Il termine Pasquarella, che appare per la prima volta in un documento del 1474, deriva dall'appellativo popolare dato all'edificio per indicarne il grande afflusso di pellegrini nelle domeniche successive alla Pasqua e all’Epifania. 

L'originaria chiesa viene per la prima volta citata in un documento del 1275, anche se la tipologia architettonica dell'abside e del piccolo campanile a vela medievale di pregevole fattura che la sovrasta farebbero retrocedere l'edificazione di almeno un secolo. 

Le leggende intorno all'origine dell'edificio sono diverse. L'una vuole che la chiesa sia stata eretta nel luogo dove venne rinvenuta un'immagine della Madonna al ritirarsi della acque del fosso della Pasquarella tracimate in seguito ad una inondazione. Secondo un'altra tradizione alcuni abitanti di Acqualoreto trovata un'immagine della Madonna la portarono nella loro chiesa parrocchiale, ma l'immagine miracolosamente veniva sempre ritrovata sul greto del fosso.

Oggetto di culto è un affresco che raffigura la Vergine con il Bambino e san Giuseppe mentre ricevono i doni dei Magi al quale sarebbe legati fenomeni miracolosi.1 Il dipinto, più volte ritoccato in occasione di altrettanti interventi di restauro, è di difficile datazione: l’immagine attuale, plausibilmente dipinta su una più antica, risalirebbe al XVII secolo.

Fino al XV secolo l'edificio religioso era abitato da monaci camaldolesi, partiti i monaci, il beneficio della chiesa venne avocato dalla Curia Romana che la affidò, sino al 1882, a sacerdoti chiamati Abati Commendatari, che però non risiedevano in loco. Fu per questo che dal 1726 al 1867 si provvide alla cura del santuario mediante Eremiti ivi dimoranti. Questi ultimi occuparono la grotta ed un piccolo edificio, noto come casa dell’eremita, esistenti presso il santuario. Nel 1574 il visitatore apostolico Pietro Camaiani trovò la chiesa in uno stato di deplorevole abbandono e ne ordinò il restauro. Non ricevendo obbedienza il beneficio semplice e il culto venne trasferito all’altare della Pasquarella nella chiesa di Acqualoreto, ove venne dedicato un altare all’Epifania (ne è testimone una tela del pittore tudertino Paolo Sensini tuttora ivi conservata). 

La devozione popolare rimase comunque sempre legata al santuario della Pasquarella, nonostante per tutto il secolo XVII il luogo abbia versato in condizioni di terribile degrado fisico. Gli interventi di restauro (ed ampliamento) si susseguirono nel corso dei secoli sccessivi.

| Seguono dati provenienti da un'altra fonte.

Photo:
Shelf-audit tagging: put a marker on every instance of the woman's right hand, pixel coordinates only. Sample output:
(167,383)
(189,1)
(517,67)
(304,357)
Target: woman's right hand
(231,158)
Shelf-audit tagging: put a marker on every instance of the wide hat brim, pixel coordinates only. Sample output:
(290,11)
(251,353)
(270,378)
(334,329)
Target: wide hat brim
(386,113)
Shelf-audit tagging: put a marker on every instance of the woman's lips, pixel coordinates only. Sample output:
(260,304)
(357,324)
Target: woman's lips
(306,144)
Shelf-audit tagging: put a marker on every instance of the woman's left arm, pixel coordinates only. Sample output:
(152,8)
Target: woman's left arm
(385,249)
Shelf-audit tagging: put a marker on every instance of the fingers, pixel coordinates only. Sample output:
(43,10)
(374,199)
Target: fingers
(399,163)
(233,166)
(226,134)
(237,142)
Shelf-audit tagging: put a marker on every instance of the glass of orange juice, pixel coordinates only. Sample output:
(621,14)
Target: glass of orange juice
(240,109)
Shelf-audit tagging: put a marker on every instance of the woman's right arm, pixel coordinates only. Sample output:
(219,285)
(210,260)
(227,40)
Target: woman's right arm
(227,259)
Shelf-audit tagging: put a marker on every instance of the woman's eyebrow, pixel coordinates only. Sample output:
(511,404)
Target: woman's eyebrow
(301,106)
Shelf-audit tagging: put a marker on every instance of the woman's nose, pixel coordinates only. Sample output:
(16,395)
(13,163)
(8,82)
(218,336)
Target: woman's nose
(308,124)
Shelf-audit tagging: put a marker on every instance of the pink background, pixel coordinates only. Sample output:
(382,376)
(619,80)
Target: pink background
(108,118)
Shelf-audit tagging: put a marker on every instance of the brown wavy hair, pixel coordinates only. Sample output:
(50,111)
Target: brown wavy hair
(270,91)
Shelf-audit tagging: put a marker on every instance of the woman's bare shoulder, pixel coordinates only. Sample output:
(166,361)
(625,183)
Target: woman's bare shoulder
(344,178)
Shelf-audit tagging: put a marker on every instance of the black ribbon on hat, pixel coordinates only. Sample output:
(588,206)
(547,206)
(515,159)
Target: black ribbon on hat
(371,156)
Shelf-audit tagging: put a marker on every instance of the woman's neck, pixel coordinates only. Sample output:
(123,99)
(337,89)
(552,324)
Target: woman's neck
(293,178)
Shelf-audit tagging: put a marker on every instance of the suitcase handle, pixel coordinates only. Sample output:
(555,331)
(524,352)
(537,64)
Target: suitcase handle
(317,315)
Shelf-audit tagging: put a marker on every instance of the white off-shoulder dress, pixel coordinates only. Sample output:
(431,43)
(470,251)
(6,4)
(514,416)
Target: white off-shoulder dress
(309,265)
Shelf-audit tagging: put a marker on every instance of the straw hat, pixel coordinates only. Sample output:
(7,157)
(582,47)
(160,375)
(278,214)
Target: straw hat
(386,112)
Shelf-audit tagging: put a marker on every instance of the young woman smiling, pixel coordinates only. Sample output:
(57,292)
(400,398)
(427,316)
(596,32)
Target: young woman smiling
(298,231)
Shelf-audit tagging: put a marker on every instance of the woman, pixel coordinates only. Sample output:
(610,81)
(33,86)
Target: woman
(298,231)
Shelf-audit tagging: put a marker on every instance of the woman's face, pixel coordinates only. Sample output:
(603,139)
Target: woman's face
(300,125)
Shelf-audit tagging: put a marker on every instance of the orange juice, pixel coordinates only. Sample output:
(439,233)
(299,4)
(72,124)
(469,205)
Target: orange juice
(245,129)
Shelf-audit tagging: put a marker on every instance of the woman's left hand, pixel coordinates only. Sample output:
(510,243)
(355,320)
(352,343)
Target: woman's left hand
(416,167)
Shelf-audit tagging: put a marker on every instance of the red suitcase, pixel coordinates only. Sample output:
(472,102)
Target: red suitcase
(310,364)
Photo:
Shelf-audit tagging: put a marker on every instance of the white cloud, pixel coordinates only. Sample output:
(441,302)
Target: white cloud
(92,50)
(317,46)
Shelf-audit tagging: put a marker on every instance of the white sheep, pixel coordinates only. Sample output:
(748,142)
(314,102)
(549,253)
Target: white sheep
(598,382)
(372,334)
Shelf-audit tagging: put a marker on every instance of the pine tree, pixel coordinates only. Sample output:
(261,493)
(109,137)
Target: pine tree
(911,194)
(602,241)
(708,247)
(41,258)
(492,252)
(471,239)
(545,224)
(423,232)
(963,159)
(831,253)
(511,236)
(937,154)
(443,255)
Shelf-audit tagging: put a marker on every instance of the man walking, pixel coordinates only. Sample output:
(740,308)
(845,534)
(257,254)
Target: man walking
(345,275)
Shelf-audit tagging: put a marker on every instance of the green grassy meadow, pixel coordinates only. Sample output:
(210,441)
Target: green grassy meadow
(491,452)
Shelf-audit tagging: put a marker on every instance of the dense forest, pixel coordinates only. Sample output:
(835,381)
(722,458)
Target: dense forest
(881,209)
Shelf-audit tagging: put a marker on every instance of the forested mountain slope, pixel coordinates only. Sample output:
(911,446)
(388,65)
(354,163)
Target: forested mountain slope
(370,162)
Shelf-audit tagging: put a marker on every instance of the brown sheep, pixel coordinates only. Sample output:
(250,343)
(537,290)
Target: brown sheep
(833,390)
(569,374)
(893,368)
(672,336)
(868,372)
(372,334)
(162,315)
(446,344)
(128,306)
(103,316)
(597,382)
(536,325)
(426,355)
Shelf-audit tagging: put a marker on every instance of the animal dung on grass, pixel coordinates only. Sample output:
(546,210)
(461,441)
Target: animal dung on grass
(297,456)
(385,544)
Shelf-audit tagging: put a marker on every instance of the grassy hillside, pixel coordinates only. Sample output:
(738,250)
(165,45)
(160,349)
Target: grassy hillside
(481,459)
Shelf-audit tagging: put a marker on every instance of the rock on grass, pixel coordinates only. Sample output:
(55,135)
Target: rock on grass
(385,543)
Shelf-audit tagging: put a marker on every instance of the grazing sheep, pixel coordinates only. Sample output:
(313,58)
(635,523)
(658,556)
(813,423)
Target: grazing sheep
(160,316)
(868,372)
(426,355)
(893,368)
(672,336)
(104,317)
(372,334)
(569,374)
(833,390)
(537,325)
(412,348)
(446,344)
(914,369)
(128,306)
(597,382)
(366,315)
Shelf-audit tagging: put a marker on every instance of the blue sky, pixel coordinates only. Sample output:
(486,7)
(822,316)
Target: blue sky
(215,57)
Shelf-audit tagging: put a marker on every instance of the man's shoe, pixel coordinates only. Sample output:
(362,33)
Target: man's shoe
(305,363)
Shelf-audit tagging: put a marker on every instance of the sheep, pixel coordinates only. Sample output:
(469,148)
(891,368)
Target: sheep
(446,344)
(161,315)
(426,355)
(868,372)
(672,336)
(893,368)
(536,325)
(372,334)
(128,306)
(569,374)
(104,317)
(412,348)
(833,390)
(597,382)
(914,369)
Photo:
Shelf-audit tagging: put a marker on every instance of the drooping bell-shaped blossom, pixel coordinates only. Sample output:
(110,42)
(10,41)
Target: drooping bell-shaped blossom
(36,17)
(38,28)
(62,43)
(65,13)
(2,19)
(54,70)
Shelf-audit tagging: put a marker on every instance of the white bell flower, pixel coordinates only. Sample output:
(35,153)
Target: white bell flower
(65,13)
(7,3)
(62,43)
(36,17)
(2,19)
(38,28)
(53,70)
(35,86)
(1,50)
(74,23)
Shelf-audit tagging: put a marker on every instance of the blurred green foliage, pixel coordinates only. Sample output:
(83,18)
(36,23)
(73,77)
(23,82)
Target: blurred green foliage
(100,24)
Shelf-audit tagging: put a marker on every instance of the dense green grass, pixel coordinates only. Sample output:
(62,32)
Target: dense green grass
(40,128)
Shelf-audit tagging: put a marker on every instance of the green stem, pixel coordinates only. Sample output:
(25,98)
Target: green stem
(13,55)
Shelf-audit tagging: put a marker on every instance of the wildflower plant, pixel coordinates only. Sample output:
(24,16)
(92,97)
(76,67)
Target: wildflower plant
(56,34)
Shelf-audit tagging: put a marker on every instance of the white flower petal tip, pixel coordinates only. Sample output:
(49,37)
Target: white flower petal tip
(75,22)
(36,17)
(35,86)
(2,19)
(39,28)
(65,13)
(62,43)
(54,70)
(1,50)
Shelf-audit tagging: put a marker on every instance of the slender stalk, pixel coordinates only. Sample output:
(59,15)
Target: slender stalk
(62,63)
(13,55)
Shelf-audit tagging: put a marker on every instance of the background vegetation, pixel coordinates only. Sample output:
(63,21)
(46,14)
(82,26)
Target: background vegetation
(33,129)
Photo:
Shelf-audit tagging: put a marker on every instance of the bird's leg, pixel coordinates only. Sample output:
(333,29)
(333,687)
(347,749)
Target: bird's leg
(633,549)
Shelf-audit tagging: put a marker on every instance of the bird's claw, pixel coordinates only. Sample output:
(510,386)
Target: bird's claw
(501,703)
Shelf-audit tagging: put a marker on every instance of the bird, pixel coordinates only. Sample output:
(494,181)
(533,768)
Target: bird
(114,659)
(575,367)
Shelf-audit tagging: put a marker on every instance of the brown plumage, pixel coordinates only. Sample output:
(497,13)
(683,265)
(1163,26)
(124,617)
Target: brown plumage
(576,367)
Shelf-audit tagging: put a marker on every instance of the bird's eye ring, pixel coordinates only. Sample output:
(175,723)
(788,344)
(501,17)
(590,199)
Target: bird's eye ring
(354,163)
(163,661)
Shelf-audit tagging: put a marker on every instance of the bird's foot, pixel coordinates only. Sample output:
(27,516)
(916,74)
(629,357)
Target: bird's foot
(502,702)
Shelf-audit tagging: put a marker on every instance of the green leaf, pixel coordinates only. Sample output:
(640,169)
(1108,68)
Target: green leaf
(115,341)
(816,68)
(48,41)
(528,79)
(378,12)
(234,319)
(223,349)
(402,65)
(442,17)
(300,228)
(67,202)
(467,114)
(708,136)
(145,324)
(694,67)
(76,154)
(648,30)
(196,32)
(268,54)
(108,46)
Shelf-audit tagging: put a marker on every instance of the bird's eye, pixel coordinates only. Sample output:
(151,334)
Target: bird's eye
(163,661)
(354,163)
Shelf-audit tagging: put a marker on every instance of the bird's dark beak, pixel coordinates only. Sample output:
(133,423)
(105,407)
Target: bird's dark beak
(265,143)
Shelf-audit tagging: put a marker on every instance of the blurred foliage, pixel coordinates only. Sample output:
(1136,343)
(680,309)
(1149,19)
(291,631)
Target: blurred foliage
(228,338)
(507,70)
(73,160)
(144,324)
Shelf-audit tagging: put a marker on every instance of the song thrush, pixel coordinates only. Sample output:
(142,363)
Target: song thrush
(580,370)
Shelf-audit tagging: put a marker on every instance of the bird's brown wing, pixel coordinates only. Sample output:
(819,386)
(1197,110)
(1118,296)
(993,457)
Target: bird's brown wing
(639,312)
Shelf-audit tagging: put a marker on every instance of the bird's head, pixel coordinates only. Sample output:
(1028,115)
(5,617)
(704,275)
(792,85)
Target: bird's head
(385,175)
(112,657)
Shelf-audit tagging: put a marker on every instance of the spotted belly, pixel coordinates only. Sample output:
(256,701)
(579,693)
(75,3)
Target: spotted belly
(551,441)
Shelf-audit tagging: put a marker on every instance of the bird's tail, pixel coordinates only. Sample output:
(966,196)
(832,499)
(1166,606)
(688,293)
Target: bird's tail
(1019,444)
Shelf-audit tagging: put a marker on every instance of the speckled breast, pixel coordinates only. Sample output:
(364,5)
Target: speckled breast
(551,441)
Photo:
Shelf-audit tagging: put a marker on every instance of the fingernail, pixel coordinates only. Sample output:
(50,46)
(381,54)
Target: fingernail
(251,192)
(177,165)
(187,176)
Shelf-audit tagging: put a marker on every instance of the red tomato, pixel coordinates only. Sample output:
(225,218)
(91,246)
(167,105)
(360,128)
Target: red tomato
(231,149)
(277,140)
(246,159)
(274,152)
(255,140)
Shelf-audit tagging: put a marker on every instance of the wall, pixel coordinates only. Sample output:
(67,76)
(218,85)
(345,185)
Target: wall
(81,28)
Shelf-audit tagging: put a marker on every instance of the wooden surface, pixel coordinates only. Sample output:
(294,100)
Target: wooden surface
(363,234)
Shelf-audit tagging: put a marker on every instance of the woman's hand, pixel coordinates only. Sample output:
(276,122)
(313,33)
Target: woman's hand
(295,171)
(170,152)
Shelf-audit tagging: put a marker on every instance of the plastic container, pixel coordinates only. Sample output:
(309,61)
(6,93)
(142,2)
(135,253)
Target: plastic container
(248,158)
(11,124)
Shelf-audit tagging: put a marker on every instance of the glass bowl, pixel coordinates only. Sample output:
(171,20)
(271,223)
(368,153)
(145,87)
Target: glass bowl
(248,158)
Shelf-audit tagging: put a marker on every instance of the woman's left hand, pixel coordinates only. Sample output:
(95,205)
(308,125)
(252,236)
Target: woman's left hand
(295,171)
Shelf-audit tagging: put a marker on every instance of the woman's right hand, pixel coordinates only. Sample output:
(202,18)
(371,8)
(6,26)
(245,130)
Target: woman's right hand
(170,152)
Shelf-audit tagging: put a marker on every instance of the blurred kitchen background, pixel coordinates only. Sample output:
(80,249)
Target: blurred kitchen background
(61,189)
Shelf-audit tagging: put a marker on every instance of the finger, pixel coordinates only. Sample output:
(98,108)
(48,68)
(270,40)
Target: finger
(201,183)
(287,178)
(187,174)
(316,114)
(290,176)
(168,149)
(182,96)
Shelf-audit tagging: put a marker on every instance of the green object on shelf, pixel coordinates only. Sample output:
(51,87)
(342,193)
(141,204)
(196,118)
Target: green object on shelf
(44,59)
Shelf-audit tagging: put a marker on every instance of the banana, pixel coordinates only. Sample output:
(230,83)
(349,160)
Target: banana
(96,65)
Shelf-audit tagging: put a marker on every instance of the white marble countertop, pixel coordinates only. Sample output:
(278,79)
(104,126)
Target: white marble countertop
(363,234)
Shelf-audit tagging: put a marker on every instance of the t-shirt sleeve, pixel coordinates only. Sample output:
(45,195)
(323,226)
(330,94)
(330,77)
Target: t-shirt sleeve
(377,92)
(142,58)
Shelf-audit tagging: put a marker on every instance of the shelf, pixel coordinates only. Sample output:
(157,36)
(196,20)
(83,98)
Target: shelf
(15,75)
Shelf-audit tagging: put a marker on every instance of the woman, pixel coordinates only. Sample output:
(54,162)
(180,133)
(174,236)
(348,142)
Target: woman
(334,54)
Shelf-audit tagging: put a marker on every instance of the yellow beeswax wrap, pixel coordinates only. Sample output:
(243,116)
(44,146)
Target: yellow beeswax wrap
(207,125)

Nel 1867 si spense l’ultimo eremita del santuario, fra' Angelo da Avigliano e nel 1882, con la morte dell’ultimo beneficiario don Mario Corsi, il beneficio fu ritirato dal demanio: da quel momento la cura del luogo resterà affidata al parroco di Acqualoreto. Dal 1873 Don Giuseppe Bernardi, pievano di Acqualoreto, fu attivo rettore del santuario e grazie al suo impegno nel coltivare la devozione locale, il 28 agosto 1892 l’immagine fu solennemente incoronata dal vescovo di Todi mons. Giulio Boschi. Fu lo stesso Bernardi che ampliò e rimaneggiò alla fine del XIX secolo la piccola chiesetta di 23 metri quadrati esistente fino ai primi decenni del secolo precedente. Costruì una chiesa di 80 metri quadri a tre navate collocando nella conca dell'abside l'affresco oggetto di culto. Nella facciata è stata conservata una piccola finestra per consentire la visione dell'immagine della Madonna ai devoti.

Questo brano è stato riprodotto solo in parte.